ENGL 1301 | Prof. J. Anderson | Spring 2020

You Have a Topic: What Next?

Take a moment to organize your thoughts. Your ideas may evolve as you start doing some research -- that's a normal part of the process! That makes it all the more important to keep track of where you're going (and what parts of the topic you don't care about).

Mind Maps

These are useful tools for laying out your ideas so you can see what the big picture is. Start by doing some free association with your central idea in mind...what do you think of? Go for related themes, expanding the details, or jotting down specific examples you recall. Write down everything. This is the "throw it at the wall and see what sticks" phase.

Starting to get stuck? Or maybe you're ready to start venturing into research.

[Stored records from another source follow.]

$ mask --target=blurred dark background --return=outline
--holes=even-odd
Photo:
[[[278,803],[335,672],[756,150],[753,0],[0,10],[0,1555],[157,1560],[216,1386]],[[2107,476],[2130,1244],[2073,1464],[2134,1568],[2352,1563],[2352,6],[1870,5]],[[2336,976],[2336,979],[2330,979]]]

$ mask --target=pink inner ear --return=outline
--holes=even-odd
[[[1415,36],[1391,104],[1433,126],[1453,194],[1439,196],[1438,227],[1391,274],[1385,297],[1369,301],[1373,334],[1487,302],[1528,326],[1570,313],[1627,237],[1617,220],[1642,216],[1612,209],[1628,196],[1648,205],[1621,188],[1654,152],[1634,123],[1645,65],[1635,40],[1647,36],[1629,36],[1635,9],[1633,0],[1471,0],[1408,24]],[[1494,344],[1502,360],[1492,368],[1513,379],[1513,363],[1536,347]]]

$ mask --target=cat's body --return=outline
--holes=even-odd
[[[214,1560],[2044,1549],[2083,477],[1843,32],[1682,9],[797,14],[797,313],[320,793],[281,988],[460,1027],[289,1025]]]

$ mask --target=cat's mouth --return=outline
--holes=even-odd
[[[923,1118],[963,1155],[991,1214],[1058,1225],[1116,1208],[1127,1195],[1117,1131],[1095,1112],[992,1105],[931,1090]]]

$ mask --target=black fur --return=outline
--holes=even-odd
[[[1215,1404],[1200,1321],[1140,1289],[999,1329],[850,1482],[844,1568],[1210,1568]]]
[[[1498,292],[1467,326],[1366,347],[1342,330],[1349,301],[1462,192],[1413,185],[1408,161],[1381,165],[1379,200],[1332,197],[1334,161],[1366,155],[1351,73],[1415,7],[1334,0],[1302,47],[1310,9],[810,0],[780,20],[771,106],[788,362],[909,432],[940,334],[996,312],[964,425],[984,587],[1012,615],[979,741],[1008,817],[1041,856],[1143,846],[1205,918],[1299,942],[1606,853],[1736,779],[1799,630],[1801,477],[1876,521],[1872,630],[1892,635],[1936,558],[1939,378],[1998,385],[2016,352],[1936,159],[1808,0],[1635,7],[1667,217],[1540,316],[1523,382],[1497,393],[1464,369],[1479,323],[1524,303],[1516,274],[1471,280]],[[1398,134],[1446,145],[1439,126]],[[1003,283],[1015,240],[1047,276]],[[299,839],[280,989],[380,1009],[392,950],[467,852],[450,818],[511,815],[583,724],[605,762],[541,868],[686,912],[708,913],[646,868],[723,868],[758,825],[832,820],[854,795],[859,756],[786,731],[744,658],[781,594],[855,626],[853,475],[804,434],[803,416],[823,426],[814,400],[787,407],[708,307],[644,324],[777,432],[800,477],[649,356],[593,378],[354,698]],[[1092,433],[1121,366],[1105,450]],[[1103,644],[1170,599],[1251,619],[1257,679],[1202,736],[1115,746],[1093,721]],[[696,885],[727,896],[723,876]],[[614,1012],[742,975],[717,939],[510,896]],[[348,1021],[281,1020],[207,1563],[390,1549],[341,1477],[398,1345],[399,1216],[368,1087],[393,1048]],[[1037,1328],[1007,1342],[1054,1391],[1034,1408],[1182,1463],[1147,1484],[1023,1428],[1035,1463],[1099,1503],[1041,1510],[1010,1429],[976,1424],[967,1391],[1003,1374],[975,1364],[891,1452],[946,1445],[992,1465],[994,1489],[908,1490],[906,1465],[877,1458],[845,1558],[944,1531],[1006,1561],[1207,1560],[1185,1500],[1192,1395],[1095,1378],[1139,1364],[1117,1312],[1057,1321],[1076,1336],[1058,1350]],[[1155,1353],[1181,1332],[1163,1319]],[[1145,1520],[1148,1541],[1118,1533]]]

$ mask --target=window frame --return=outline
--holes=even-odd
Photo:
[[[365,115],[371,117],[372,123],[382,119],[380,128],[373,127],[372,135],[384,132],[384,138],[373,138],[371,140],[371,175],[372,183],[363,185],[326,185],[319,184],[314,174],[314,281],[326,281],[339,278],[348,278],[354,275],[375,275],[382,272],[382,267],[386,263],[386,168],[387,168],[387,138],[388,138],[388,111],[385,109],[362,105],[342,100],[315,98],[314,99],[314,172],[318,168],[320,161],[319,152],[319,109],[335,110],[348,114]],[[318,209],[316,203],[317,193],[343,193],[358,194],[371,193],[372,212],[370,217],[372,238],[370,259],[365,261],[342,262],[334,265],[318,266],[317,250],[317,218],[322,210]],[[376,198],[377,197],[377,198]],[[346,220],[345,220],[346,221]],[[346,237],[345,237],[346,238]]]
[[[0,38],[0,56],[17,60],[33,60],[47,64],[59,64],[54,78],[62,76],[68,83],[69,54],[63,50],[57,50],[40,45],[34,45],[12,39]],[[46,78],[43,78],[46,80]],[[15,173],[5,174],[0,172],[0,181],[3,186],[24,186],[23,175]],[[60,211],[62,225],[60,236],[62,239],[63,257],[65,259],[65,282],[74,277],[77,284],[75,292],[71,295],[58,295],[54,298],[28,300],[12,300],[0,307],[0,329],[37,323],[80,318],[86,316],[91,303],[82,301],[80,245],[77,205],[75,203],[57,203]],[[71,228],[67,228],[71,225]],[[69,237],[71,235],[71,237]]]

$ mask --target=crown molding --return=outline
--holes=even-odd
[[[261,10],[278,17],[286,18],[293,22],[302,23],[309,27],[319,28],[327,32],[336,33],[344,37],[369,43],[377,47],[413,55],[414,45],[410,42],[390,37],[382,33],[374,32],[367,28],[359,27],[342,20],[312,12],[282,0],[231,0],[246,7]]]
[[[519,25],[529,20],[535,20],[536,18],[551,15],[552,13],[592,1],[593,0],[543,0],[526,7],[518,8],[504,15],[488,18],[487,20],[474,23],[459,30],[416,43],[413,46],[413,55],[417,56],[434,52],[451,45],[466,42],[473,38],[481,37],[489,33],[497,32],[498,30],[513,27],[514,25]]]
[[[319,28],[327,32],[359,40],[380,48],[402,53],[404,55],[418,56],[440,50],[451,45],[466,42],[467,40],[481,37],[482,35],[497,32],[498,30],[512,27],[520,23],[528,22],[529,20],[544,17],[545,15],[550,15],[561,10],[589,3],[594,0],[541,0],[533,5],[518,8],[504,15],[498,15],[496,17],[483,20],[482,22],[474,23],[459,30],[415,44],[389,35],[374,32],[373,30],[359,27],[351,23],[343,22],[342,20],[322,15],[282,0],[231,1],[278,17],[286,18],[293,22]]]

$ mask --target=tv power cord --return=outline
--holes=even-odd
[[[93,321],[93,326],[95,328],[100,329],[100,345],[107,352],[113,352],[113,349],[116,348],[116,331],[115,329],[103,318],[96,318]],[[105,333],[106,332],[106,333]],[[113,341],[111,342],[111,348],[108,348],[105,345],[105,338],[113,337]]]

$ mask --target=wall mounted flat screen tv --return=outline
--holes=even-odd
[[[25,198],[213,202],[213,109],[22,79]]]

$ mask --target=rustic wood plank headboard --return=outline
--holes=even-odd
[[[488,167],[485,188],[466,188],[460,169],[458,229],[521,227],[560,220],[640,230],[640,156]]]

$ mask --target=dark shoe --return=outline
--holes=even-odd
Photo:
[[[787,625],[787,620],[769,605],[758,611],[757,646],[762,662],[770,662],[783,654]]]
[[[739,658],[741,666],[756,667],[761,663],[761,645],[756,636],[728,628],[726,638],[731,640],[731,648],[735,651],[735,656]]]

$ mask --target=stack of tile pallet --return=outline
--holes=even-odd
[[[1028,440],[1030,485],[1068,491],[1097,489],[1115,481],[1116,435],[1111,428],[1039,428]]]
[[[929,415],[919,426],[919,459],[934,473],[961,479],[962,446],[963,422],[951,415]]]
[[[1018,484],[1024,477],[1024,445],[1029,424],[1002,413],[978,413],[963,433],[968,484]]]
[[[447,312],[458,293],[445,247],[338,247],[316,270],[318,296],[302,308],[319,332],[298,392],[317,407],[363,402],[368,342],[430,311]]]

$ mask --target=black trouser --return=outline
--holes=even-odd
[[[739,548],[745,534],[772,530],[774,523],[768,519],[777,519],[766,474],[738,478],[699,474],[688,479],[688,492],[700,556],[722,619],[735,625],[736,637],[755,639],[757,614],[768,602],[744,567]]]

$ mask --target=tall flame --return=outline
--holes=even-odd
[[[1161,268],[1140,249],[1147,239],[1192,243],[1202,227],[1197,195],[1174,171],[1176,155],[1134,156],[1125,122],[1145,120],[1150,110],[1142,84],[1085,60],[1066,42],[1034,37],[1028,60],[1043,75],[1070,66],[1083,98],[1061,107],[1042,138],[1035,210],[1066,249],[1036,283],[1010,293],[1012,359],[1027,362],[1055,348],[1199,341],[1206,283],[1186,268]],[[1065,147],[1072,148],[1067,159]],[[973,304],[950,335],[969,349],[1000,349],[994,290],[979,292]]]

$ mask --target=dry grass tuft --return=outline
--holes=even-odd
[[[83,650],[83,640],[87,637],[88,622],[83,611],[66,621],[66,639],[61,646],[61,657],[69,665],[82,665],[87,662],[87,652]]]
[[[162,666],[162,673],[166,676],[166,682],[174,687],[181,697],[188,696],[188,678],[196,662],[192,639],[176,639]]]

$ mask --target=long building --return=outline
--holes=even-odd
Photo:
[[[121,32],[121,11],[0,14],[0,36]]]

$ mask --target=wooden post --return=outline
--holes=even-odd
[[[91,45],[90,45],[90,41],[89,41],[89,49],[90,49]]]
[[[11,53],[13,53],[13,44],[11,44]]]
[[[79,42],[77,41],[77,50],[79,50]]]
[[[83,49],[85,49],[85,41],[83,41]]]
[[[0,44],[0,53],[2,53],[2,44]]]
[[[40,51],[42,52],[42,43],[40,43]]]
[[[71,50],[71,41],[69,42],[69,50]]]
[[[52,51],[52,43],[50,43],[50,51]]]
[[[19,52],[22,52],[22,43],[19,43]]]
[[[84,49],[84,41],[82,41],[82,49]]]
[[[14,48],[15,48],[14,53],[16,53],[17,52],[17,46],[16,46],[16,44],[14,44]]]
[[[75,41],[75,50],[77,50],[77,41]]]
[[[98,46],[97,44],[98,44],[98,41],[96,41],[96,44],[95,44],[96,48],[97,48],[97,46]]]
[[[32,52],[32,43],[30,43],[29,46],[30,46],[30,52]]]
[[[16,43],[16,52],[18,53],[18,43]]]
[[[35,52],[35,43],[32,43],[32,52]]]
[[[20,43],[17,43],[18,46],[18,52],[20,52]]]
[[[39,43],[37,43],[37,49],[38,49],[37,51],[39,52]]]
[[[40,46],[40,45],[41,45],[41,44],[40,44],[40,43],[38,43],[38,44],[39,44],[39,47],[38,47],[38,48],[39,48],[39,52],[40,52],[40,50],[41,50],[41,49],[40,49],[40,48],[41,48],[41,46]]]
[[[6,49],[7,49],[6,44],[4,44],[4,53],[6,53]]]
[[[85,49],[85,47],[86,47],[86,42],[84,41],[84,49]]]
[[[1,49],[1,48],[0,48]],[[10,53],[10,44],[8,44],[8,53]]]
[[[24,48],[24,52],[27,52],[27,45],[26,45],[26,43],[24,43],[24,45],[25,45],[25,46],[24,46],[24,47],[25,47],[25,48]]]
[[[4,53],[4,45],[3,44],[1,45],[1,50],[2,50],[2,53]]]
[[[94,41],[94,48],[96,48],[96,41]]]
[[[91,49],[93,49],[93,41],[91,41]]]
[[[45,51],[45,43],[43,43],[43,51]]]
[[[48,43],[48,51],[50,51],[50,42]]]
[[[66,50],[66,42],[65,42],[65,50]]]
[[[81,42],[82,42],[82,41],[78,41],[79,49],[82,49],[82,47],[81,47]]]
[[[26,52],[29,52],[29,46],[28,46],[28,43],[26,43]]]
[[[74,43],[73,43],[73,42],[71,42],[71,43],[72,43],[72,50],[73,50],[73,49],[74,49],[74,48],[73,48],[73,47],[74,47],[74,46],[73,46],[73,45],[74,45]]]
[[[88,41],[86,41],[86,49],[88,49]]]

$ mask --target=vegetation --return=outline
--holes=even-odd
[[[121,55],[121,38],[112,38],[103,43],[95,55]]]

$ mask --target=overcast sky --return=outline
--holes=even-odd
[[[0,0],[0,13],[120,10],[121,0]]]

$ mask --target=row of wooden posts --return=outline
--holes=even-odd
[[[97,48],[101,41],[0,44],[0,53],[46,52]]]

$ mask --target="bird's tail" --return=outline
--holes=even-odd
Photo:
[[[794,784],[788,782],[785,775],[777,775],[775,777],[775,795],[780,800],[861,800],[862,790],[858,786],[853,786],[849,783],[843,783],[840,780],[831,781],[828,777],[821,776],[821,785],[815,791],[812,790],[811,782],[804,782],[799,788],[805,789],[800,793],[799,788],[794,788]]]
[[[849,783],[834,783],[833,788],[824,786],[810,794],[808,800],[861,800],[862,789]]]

Try out a little "cell phone research," as in the kind of research you can easily do on your phone: Google, Wikipedia, that kind of thing. This isn't real research yet, so we aren't as concerned with credibility... we're just trying to get some more ideas.

Developing an Argument

Don't forget, you're not trying to do all-out research for this assignment! You just need to figure out what you want to argue (and what someone might have to say in opposition you can preemptively counter them).

Start off with your overall central topic: in this example, we're starting with flooding. What comes to mind? Major storms that have created flooding here (Allison, Harvey, Imelda), the recovery efforts (FEMA, flood insurance, mold remediation), the possible causes (climate change, land development)...

You're trying to accumulate lots of ideas at this point! Big picture. Make connections, and write whatever comes to mind. When you start getting stuck, turn to Google, Credo Reference, and Wikipedia to get more ideas.

Once you've filled out the map of your topic a bit, look at where you have the most ideas: this is probably the strongest aspect of your topic, and what you should focus your research on.

All those other ideas? We're not going to use them. We want to deeply explore one narrow aspect of the big topic, not try to talk about everything to do with the big topic ever. (That's the job of probably a multi-volume book, not a short essay!)

It's important to still go through this process, though, even if we aren't using most of the ideas, because a) we have to see all this to figure out which thing we're targeting, and b) it still gives us context for how we actually understand the overall topic -- everything is connected! Plus, if we decide we hate our chosen topic, we can come back to drawing board and go another direction easily.

This end result of our mind map is the research topic we'd look into further for the paper: how construction practices affect natural drainage systems and how this could improve Houston's drainage. This is what we research! Based on these ideas, and a bit on our research, we'll figure out questions to ask in that vein (which our research will provide answers for).